The feature store behind Arpeely’s millisecond decisions

Arpeely’s decision to use Aerospike wasn’t about theory, but about hitting performance benchmarks that most databases couldn’t touch. With more than 1 billion auctions per day, 300+ real-time features, and latency budgets under 10 milliseconds, its infrastructure needed to be purpose-built for high-throughput, low-latency operations at scale.

Aerospike not only met that requirement, it beat it. “Today, we run a cluster,” Sheffer said. “It handles 100,000 writes per second, 2.4 million reads per second, time series data for users, retrieved in under 3 milliseconds. Our latency right now is under 3 milliseconds for 99% of queries.” That sub-3ms latency, even under extremely high read volume, makes it possible to serve hundreds of features per user, on demand, without cutting into model execution time.

But raw performance isn’t the only reason Arpeely standardized on Aerospike.
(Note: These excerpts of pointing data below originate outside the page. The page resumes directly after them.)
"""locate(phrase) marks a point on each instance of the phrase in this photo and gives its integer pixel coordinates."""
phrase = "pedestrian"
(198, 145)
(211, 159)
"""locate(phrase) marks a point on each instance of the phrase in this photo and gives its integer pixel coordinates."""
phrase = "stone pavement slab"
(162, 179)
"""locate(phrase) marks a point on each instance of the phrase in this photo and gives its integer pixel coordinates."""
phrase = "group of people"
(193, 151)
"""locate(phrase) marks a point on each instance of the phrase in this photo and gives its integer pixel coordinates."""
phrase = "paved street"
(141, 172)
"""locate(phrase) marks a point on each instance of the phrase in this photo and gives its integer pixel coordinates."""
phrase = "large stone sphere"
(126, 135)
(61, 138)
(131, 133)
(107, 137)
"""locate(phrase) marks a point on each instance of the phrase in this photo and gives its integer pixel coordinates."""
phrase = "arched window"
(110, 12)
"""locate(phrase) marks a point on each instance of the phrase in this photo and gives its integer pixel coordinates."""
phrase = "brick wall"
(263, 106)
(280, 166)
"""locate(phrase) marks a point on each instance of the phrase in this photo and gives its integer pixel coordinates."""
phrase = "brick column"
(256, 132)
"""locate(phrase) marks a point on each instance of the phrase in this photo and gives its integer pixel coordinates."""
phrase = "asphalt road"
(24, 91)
It also reduced the engineering complexity around scaling. “The beauty of it is that it scales really well,” Sheffer said. “Aerospike is really efficient in terms of CPU and RAM consumption. You don’t need a massive cluster to do something that’s really impressive.”

That efficiency translated into cost savings and architectural simplicity. Arpeely didn’t need to overprovision to hit its service level agreements; the performance curve was flat enough to scale predictably as the business grew. “The system can take a lot more load than we’re currently pushing it,” Sheffer said. “We’re not close to its limits. That’s a good thing.”

It also gave the team confidence to push features into production faster, knowing that latency wouldn’t become a bottleneck during real-time inference. From an operational standpoint, Aerospike also reduced the load on Arpeely’s site reliability and infrastructure engineers. The system ran predictably under pressure, and maintenance overhead was low. “It’s very stable. We’ve had very few issues,” Sheffer said. “It’s been really good for our production use cases.”

Why Arpeely’s ML models run faster and smarter

All of this made Aerospike not just a fast database, but the foundation of Arpeely’s real-time ML architecture. Without it, the feature store wouldn’t be fast enough to serve the models. And without those models, Arpeely couldn’t bid with the speed or intelligence its business demands.

For Arpeely, personalization isn’t optional; it’s the whole product. Every auction is a chance to make a better choice. To do that, every part of the system, from feature store to ML model to infrastructure, has to move fast. “We’re only limited by the data we have, and how fast we can access it,” Sheffer said. “With Aerospike, that limit keeps expanding.”